The restauration process of the video, The Jewels of the Night, is an interesting example of the work done in the video archive. This piece, directed by Tibor Hajas and shot by János Vető, was produced by BBS and is an early example of the artistic use of video in a Hungarian context. It was made in 1978 with an Akai recorder. The main protagonist was played by Udo Kier, who enjoyed fame in underground circles from his acting in Andy Warhol’s Dracula. The restauration was carried out in anticipation of the Tibor Hajas retrospective at the Ludwig Museum of Budapest.
The first step in the restauration process was to collect all available copies of a piece from multiple sources and an in various formats. The Akai proto-tape was among these copies (this was the first system available in Budapest, and allowed recording on an open-reel tape). Sándor Murányi kept his friend’s old recorder after his death, as well as his tapes.
Playing the tapes and digitizing them concurrently was a challenge. It was an experimental endeavour that lacked prescribed protocol and restauration experience. Media artist Gábor Tálosi worked on the nineteen-and-a-half-minute-long record for half a year. It was so disintegrated that it needed frame-by-frame correction.

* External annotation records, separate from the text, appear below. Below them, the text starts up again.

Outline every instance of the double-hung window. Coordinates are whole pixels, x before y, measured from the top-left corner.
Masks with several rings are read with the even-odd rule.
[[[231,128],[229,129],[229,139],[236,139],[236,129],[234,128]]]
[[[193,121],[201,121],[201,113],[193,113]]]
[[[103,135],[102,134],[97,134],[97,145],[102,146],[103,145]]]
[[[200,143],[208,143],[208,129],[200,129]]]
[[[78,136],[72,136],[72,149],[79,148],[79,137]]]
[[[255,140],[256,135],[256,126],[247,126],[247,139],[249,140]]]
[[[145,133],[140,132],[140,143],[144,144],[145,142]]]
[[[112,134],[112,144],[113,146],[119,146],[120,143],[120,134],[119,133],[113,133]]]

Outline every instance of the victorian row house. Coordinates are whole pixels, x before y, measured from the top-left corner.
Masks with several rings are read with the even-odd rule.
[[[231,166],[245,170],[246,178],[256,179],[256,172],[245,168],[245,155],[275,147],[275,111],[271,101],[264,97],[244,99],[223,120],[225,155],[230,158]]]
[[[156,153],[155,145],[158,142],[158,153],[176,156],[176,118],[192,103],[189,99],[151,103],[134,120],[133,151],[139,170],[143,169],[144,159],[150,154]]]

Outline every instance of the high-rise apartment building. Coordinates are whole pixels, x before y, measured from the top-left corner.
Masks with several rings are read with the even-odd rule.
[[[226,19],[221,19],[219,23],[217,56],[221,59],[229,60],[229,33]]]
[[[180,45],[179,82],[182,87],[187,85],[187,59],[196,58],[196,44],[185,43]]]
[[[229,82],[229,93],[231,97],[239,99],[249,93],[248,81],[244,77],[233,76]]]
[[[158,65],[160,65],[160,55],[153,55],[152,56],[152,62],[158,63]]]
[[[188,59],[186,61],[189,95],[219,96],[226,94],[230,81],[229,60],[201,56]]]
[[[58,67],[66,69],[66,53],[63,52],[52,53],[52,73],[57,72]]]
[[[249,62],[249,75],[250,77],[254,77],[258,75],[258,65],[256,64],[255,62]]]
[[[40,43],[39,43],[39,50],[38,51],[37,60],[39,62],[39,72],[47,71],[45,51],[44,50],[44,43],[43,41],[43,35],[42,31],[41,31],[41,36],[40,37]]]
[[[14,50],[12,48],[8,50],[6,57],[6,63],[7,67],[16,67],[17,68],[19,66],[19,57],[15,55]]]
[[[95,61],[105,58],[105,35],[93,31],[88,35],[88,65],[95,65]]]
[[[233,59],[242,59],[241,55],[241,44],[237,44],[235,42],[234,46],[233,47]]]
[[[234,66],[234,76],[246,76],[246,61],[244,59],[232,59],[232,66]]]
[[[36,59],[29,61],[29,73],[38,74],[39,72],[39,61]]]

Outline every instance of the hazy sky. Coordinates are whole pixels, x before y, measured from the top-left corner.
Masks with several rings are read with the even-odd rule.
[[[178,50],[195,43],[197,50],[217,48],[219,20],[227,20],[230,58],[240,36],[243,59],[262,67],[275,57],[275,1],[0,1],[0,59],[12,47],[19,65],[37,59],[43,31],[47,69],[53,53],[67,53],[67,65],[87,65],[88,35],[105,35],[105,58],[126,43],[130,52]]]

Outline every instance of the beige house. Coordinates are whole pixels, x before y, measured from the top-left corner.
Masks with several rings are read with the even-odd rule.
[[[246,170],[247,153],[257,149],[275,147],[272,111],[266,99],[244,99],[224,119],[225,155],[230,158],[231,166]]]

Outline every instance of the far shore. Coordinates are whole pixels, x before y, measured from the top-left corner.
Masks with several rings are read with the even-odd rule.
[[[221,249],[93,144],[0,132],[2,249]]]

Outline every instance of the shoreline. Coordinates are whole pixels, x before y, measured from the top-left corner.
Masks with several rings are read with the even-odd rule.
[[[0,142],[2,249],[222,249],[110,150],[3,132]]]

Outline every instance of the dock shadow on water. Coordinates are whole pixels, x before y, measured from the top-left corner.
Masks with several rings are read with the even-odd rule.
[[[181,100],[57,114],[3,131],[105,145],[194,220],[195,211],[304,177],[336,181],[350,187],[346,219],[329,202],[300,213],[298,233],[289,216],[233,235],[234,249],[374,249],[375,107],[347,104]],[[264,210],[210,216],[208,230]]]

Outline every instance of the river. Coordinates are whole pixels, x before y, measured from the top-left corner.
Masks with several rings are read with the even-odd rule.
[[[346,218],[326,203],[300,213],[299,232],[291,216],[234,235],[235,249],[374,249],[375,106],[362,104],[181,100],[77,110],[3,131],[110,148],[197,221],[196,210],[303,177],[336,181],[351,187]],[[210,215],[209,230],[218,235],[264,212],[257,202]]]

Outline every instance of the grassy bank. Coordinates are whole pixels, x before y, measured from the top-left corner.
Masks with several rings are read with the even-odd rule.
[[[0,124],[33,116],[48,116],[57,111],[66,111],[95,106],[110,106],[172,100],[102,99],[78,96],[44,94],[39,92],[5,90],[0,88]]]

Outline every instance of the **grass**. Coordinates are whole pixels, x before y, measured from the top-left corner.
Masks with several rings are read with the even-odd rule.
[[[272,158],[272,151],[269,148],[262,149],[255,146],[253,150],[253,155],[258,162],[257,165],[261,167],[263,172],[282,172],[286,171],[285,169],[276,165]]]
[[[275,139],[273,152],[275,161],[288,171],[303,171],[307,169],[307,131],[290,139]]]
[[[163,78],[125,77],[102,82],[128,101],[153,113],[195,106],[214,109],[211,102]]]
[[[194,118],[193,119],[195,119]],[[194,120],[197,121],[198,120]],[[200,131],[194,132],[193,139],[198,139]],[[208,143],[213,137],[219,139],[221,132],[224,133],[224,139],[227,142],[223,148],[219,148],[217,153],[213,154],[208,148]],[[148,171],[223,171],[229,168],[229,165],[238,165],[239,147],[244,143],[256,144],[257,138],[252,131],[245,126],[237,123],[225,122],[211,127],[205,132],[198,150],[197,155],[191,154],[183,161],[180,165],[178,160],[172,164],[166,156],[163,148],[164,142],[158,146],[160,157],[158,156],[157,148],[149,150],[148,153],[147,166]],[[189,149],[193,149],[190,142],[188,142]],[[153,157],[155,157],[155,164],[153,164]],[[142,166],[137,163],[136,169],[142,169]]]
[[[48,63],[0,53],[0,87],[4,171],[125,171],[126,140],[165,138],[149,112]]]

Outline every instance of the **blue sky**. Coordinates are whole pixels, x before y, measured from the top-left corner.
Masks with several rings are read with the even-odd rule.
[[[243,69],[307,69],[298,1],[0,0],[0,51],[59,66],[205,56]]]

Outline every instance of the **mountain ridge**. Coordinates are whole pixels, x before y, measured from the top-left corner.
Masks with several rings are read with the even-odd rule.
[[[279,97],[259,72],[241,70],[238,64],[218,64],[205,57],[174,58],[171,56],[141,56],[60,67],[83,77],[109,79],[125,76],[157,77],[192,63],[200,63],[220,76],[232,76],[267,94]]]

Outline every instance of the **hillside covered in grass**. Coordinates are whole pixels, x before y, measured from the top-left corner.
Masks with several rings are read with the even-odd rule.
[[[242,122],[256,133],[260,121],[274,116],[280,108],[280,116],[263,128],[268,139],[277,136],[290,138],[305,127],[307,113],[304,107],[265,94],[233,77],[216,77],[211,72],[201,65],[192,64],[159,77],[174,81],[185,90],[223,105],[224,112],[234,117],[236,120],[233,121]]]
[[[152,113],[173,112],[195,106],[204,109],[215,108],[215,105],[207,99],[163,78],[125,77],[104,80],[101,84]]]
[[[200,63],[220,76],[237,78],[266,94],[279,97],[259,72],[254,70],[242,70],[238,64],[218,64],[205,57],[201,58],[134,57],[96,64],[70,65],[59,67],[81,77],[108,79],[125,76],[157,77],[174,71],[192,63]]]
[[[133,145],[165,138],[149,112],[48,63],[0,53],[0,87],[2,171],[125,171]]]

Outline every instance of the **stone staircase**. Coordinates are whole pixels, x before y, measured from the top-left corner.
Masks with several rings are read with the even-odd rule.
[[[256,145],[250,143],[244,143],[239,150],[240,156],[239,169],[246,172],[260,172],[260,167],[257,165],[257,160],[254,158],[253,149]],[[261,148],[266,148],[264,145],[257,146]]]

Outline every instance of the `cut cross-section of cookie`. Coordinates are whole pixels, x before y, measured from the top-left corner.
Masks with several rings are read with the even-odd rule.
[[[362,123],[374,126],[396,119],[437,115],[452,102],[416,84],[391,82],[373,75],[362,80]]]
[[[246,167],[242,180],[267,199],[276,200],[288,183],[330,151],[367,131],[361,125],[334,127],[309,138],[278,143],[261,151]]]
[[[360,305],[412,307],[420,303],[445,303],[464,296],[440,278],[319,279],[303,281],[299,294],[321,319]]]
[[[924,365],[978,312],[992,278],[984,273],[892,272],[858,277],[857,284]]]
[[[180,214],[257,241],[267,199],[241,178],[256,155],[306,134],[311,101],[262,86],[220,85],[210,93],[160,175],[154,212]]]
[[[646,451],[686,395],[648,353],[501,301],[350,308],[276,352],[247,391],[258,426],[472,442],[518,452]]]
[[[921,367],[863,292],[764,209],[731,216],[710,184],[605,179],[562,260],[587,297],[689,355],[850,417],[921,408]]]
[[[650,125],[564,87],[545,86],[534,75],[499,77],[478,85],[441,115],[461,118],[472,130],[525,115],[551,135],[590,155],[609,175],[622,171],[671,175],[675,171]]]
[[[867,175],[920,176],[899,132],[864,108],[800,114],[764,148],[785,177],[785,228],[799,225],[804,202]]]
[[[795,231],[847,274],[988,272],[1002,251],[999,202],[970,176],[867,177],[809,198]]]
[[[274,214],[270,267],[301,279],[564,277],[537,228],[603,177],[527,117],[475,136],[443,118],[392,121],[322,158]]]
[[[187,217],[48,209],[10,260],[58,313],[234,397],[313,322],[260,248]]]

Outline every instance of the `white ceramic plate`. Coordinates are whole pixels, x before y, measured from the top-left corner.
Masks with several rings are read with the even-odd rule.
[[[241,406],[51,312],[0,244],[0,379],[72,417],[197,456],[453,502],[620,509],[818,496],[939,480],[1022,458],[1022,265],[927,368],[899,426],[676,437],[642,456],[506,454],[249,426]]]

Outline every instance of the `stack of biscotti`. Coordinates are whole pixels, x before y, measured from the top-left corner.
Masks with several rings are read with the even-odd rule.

The quality of the restored image may appear “bad” to an uninvolved viewer with eyes trained on today’s imaging technology, but, at the very least, it is visible. Those familiar with the original will notice a striking difference compared to its earlier, practically unwatchable state. The intention never was to redraw, but to clean up the video, which is now part of the collection of the Ludwig Museum of Budapest.